Quoted from iepinball:Nope, I never completed Battle of Five Armies nor played all 31 modes in a single game. After my first day with the game I knew I had to set it up more difficult than factory to keep it fresh as 45+ minute games on it were going to wear thin, otherwise I think I may have sold it within weeks.
As ironic as this is (I'll get to it later) the bit that's missing for me is a sense of accomplishment. Yes, I get a piece of the Arkenstone when I complete a mode but it doesn't mean enough. Perhaps a bonus when I complete a second mode before "consuming" that inital piece on an Arkenstone mode? Perhaps additional scoring during the next Arkenstone mode? Perhaps increased mode scores based on number of completed modes before cashing in the Arkenstone mode? Scoring is very linear until you get to the later Arkenstone modes, and that's not necessarily a bad thing, but it becomes a grind. Yes, you can get large points grinding away at the spinner or building up Feast Frenzy values, and more, but I'm assuming there's more in store for scoring as there's a "Super-X" insert instead of a "2x Playfield" insert. Leads me to believe Keith had more originally planned there.
The one thing that kept me coming back to play was reaching Battle of Five Armies and playing through the 3rd stage in that. EASILY my favorite bit in the entire game. For whatever reason the music and speech work SO DAMN WELL during that mode, and the objective feels so different from anything else in the game.

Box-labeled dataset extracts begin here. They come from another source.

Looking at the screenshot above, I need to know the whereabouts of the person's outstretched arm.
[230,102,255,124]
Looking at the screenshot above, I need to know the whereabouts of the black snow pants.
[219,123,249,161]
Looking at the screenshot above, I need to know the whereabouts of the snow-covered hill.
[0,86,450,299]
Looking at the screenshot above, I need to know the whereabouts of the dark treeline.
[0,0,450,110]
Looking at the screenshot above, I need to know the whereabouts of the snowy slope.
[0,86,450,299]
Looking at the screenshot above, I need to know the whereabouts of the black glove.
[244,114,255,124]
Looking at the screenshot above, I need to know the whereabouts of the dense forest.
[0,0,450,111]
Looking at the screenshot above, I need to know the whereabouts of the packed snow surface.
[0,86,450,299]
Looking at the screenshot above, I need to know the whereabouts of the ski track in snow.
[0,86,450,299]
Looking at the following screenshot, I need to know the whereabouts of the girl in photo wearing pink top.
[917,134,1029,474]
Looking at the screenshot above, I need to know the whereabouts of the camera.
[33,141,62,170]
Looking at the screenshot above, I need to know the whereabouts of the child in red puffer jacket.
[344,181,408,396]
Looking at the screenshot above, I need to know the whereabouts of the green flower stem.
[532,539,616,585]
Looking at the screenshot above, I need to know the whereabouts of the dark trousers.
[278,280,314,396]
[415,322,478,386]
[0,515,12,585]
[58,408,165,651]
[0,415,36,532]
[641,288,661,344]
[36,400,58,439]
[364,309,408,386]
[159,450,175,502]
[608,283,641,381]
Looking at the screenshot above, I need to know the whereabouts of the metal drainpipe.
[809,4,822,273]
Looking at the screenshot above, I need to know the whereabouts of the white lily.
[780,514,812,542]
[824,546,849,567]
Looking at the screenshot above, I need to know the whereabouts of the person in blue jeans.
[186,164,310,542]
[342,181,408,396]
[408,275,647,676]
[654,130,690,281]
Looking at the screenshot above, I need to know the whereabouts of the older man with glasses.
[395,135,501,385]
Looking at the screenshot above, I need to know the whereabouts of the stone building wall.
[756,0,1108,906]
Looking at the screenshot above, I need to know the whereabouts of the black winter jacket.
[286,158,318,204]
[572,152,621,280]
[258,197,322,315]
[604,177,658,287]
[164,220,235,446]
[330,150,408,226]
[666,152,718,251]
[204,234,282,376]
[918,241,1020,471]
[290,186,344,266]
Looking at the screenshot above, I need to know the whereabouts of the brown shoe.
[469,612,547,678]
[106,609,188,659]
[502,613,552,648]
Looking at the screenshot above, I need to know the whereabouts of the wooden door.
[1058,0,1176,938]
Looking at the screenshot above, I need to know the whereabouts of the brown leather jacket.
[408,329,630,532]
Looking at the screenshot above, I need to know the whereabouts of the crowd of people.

After that round though it's back to slaughtering beasts, which while very much thematically correct, unfortunately wears thin by that point.
Back to the ironic part [don't hate me Keith]...I recall reading that Keith was going to build Hobbit into a proper mode game after the lackluster initial release of Stern's Star Trek, and I'm paraphrasing here, to "show Stern how to properly build a game with a lot of modes" or something along those lines [wish I could reference this right now]. I think most people would agree that the medals system added a sense-of-accomplishment into Star Trek, and it's what's missing here now. I know it's been said over and over, but there's little-to-no urgency to completing the modes, and only a slight sense of accomplishment when a mode is completed. The feeder points / mode bonuses are not enough IMO.
All that said, I do still enjoy the game, and my son is mad at me for selling it. The theme integration is by far the best around. BY FAR. Nothing else compares. I'll still play it when I see it out and about, and hope someone is brave enough to use it in a large tournament some day. It CAN be made to play extremely difficult as I found while experimenting with various outlane configurations.
Well I watched your last TH video and one thing is for sure, you crushed "that" game. I thought you played all the modes and did them in order. Anyway, that was an amazing game and learned quite a few things.